Not long ago, I read a blog about a mom who realized that of all the pictures taken in the last year or so, she wasn't in any of them. She was the picture taker. The family historian. The scrapbook paster and memory maker.
She was also afraid of seeing what she had become over time, immortalized in pictures.
It was easier to take the pictures and admire her family and friends, then to be in the pictures herself and face the ravages of time and weight and failure to put on lipstick.
This is me.
I am also the picture taker and the family historian. I got a rockin' camera for Christmas a few years ago, and learned how to take some fairly decent pictures with it. Nothing amazing or professional, but some really nice photos. Photos of the kiddos and their friends sledding. Of the kiddos and MacGyver when we've been on vacation. Of the rest of the family at the beach. Or the backyard. Or the park. Or the pool.
And not one of those pictures, in almost 18 months, has included me.
I also avoid cameras pointed at me when others are playing historian. "No, no--get the kids, not me. I don't have lipstick on." Or, "My hair is a mess."
The other day, I was approached in Home Depot to be asked if I could participate in a video they were shooting about plants. They needed a "customer" to ask some written questions to the nursery department for training purposes. I actually jumped up in shock (I was checking out the 80% sale on Christmas decorations for next year), and cried out "No! I look horrible! Find someone else that doesn't look like they dressed in the dark--during a tornado!"
And, I'm totally embarrassed to say, I actually RAN AWAY as fast as my rapidly diminishing dignity would allow, and hid in the paint department.

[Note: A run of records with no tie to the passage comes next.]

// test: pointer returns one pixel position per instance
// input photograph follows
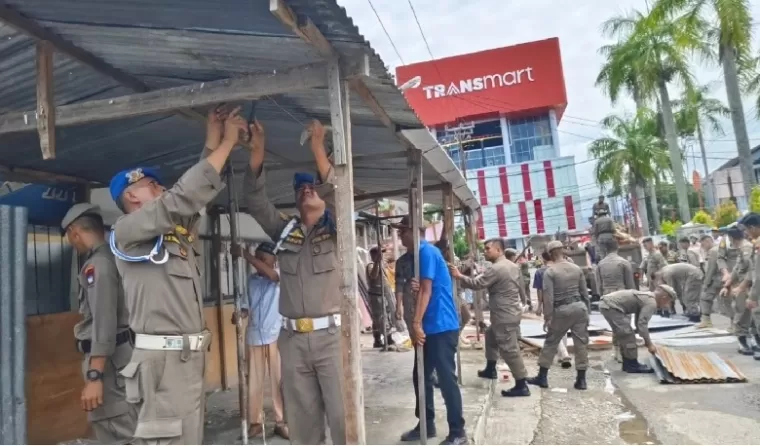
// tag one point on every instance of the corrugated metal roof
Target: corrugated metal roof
(681, 367)
(176, 42)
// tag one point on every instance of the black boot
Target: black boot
(634, 366)
(520, 389)
(580, 380)
(489, 372)
(541, 380)
(744, 347)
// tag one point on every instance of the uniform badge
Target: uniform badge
(89, 275)
(133, 176)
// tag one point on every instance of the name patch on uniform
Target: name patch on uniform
(89, 274)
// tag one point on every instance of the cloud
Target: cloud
(454, 27)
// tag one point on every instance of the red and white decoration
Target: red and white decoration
(526, 199)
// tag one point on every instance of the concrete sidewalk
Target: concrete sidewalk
(388, 400)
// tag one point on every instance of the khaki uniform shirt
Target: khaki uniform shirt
(308, 258)
(101, 302)
(167, 299)
(712, 280)
(614, 273)
(505, 290)
(654, 263)
(564, 283)
(640, 303)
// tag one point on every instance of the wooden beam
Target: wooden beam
(241, 88)
(353, 387)
(303, 27)
(45, 99)
(31, 28)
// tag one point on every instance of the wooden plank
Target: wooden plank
(31, 28)
(353, 390)
(45, 99)
(241, 88)
(302, 26)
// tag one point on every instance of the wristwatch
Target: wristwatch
(94, 375)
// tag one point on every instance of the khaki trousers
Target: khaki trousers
(169, 388)
(572, 317)
(312, 376)
(263, 359)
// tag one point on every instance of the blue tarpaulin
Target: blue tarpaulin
(46, 204)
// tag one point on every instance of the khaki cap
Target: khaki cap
(77, 211)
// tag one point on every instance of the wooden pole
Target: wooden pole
(448, 223)
(415, 211)
(353, 391)
(232, 212)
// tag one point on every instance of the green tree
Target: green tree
(658, 52)
(728, 29)
(726, 213)
(754, 199)
(630, 156)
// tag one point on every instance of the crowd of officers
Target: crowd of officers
(143, 335)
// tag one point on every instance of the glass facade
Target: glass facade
(484, 142)
(528, 133)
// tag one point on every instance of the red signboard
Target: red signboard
(503, 81)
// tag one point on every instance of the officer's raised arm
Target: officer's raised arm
(151, 210)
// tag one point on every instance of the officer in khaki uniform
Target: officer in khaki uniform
(103, 335)
(617, 308)
(160, 269)
(566, 307)
(614, 273)
(603, 233)
(686, 279)
(712, 282)
(739, 258)
(751, 224)
(310, 297)
(504, 283)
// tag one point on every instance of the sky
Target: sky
(455, 27)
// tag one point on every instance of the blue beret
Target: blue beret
(302, 178)
(751, 219)
(125, 178)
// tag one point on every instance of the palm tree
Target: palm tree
(658, 52)
(697, 109)
(630, 157)
(733, 35)
(615, 75)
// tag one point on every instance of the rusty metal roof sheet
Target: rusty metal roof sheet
(682, 367)
(178, 42)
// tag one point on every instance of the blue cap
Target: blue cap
(302, 178)
(751, 219)
(127, 177)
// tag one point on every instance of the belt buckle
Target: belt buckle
(172, 343)
(305, 325)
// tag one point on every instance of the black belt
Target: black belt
(85, 345)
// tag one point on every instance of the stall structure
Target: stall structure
(88, 88)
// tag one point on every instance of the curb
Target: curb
(480, 425)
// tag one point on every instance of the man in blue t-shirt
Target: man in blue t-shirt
(435, 326)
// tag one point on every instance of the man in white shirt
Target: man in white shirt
(264, 324)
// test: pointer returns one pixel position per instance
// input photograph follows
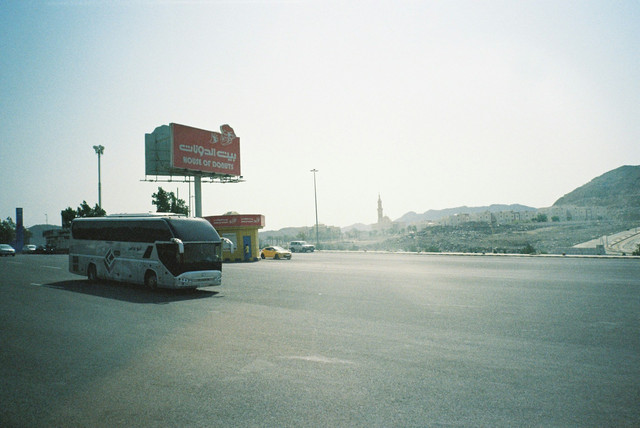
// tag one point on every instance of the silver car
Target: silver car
(7, 250)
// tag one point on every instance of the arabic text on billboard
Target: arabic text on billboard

On the bright side, I did find the perfect paint colors for our master bedroom. But, I digress...
It's incredibly hard for me to admit why I do this. Avoid cameras of all sorts. Heck, the pictures of me for this blog are almost 2 years old.
I'm even afraid to be caught by a traffic camera. I did get my very first speeding ticket ever in D.C. last spring, when I was caught doing 40 in a 25 (all these years, I really did think it was 40 mph at RFK stadium--guess I was wrong...) and they sent me the photographic proof. And, all I could think was "does this van make me look fat?"
But, I do avoid cameras. I was once a very, very small-time model. I was happy and comfortable in front of the camera, for seemingly hours on end. I was thin, and pretty, and young. I had beautiful clothes that make me look like Ally McBeal. I also worked retail, and was basically paid to look good.
And, I had the lovely disposable income to do so.
But now--15 years and 30 pounds later, I'm not that same girl. While I still have nice hair (with almost no grays, even at 40!) and no noticeable crows-feet or smile lines to speak of yet, I don't have that certain je ne sais quoi that I used to have. What I now have, after years of different medical problems and way too many doses of prednesone, is a moon face and a more"Rubenesque" body that I would wish on anyone. I still, after all these years, don't recognize myself in the mirror some days. I fully expect to see my size 4, 25 year old self beaming back at me.
And, every year, I make a resolution to lose weight, get back into shape, and dress better. Unfortunately, medication needs, surgeries, and lack of a money tree in the back yard has kept me from those goals for a few years now. But, this year, I'm making a different resolution.
I will be back in pictures.
I don't want my kids to be looking through pictures long after I'm gone, wondering "where's mom?" Heaven forbid I'm hit by an asteroid or a speeding bus while they're still young, and they look for pictures of themselves with me--and find nothing. They'll slowly forget, over time, what I looked like. And, I don't want that to happen. Because if I'm not in those pictures, they will forget.
Great. Now I'm crying... Awesome.
It hurts to realize I've deprived them, and myself, of being in the family photos. There's nothing there to prove I was with them at the "once in a lifetime" trip to see the wild buffalo roundup in South Dakota this past fall. Of hiking in the Bad Lands. Of playing at the beach in the freezing cold water. I did everything I could to hide from the photographers at my cousin's wedding this summer. To put as many people as possible in front of me, so just my head stuck out, to the side. Behind the flowers.
Forget our Christmas card--it was just the kiddos this year. For the first time, ever.
So, I will resolve to be in pictures this year, regardless of what I feel like I look like. I need to show both kids, especially my little Drama Queen, that it's not healthy to hide in a corner in shame every time someone breaks out a Nikon at a wedding. Or that it is only the mamma's job to take pictures. Or, that getting a little bit older, or a little bit wider, is something to be ashamed about. How are they going to learn about good body image and healthy self-esteem if their mom is a hot mess?
So, I hope to find myself smiling at the camera for the next 12 months and onward. Moon face, crows-feet, and boob stains be damned!
I mean, really...isn't that what photo-editing is for?